Wednesday, November 14, 2012

Dog vs vacuum

Typical vacuum experience.
so frequent that we have to keep a herd of vacuums in the back
we just don't vacuum.

foster sighting the weak vacuum.
dog vs vacuum 1
going in for the kill.
dog vs vacuum 2
by the throat... the vacuum wont have a chance.
dog vs vacuum 3
transcribed by mac (#1)


One of the more unusual marks on this year's harvest was doc's white tail buck.

still had the remnants of velvet on it.
but look at the polishing developing by the brow.

odd to see so late in the year.

2011 hand turkey

Everyone has a sentimental bone.
not something one goes around sharing with others, not at least if you want to keep you lunch money.

i happen to be getting pretty damn excited for this year's 2012 thanksgiving hand turkey.

last years (2011) hand turkey
this work of art depicting "noble" wildlife was last years masterpiece.

Tuesday, November 13, 2012

North platte carrom

There is a morning hunt and then food and horseshoes.

next, there is an afternoon/evening hunt and then there is food, drink & carrom.

Lee's board from this weekend.
we are pretty evenly matched.
(or so he thinks!)

Deer meat prep for freezing

This year the deer produced:
8 large roasts
84 steaks
20 pounds of scraps (18# for stew & 2# for the dogs).

mike actually cut my deer up for me. the man has great knife skills and produces great cuts. 
he actually had the deer very well washed. i just looked for some random hairs and picked them out. 

for 2/3s of the roasts and steaks i used a vacuum sealer. these do a great job on keeping the meat fresher over longer periods of time. i use this for meat stored over 4 months. 

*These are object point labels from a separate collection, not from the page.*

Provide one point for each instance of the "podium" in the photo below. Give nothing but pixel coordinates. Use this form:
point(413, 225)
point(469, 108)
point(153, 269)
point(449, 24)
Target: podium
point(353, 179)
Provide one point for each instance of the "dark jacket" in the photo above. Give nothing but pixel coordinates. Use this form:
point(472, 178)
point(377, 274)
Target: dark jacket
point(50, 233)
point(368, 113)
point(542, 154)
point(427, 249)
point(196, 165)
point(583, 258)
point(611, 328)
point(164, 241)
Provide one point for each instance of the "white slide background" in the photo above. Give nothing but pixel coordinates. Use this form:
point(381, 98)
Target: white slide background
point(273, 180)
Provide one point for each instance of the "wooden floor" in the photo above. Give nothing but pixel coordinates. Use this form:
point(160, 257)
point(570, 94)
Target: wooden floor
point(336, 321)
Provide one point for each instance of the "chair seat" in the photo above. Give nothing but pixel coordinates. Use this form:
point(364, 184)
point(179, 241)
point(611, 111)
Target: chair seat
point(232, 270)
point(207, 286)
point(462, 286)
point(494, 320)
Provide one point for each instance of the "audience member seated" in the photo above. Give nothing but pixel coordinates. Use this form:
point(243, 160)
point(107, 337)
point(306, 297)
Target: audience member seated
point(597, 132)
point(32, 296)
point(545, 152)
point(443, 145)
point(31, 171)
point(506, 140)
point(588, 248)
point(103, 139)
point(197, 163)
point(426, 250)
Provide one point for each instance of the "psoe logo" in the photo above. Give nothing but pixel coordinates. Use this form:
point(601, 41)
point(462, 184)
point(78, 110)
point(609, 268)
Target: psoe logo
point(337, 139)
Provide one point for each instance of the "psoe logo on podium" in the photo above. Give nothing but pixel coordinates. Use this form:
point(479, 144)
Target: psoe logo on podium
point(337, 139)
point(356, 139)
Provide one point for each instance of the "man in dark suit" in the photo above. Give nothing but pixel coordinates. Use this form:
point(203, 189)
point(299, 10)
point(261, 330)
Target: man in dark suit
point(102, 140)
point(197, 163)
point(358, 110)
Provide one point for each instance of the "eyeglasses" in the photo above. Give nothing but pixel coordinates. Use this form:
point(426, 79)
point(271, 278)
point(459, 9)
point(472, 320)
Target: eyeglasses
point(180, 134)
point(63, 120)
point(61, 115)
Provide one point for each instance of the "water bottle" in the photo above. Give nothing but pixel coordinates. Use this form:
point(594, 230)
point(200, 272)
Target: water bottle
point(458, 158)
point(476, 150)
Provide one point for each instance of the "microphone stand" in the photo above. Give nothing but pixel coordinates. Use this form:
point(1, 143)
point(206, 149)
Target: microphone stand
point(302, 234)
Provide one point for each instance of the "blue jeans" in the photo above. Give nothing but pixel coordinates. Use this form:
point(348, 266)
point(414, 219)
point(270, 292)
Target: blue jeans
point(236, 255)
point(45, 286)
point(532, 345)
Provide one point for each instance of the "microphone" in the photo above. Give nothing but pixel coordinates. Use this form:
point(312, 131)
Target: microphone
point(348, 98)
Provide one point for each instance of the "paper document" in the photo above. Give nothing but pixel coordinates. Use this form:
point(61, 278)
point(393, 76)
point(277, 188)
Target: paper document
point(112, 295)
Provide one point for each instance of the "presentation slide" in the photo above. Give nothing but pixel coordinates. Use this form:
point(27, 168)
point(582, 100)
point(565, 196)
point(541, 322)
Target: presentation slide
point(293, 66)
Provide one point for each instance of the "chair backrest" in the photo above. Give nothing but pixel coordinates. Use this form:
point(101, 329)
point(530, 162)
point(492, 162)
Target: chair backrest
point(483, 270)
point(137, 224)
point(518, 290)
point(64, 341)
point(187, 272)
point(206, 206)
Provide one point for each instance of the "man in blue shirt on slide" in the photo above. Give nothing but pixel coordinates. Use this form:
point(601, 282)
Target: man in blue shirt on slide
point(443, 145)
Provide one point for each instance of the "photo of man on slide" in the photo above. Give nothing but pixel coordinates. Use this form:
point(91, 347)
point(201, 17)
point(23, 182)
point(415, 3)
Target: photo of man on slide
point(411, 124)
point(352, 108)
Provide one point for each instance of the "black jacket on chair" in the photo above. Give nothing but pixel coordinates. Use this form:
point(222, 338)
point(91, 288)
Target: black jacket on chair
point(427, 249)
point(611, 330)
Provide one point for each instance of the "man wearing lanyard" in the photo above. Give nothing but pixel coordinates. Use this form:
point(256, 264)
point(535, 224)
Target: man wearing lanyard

the other third and all of the stew meat i wrapped in cling wrap (saran wraps big brother, uber-cling). 
i get it pretty snug this way reducing the gaps and then wrap with butcher paper.

deer will be on the menu again:  stews, chillis, indian, roasts, quiches, breakfast steaks!

Monday, November 12, 2012

4x4 mule deer

2012 rifle harvest was a 4x4 mule buck on the first day.

in a couple of years this would of been a very fine deer.
rack's brow tines were coming in nicely.

this deer produced a lot of meat for the family. 
looking forward to some great meals.

last step will be to bury the head up to the antlers and then cover the antlers with a tote or box. 
i will keep it this way until next year early summer. the insects will clean everything very well and will only involve a quick spray after being dug out. no trimming, no boiling.
i will post this another time 
(probably sooner then later since the head is just hanging in the back yard and the temperature is on the up).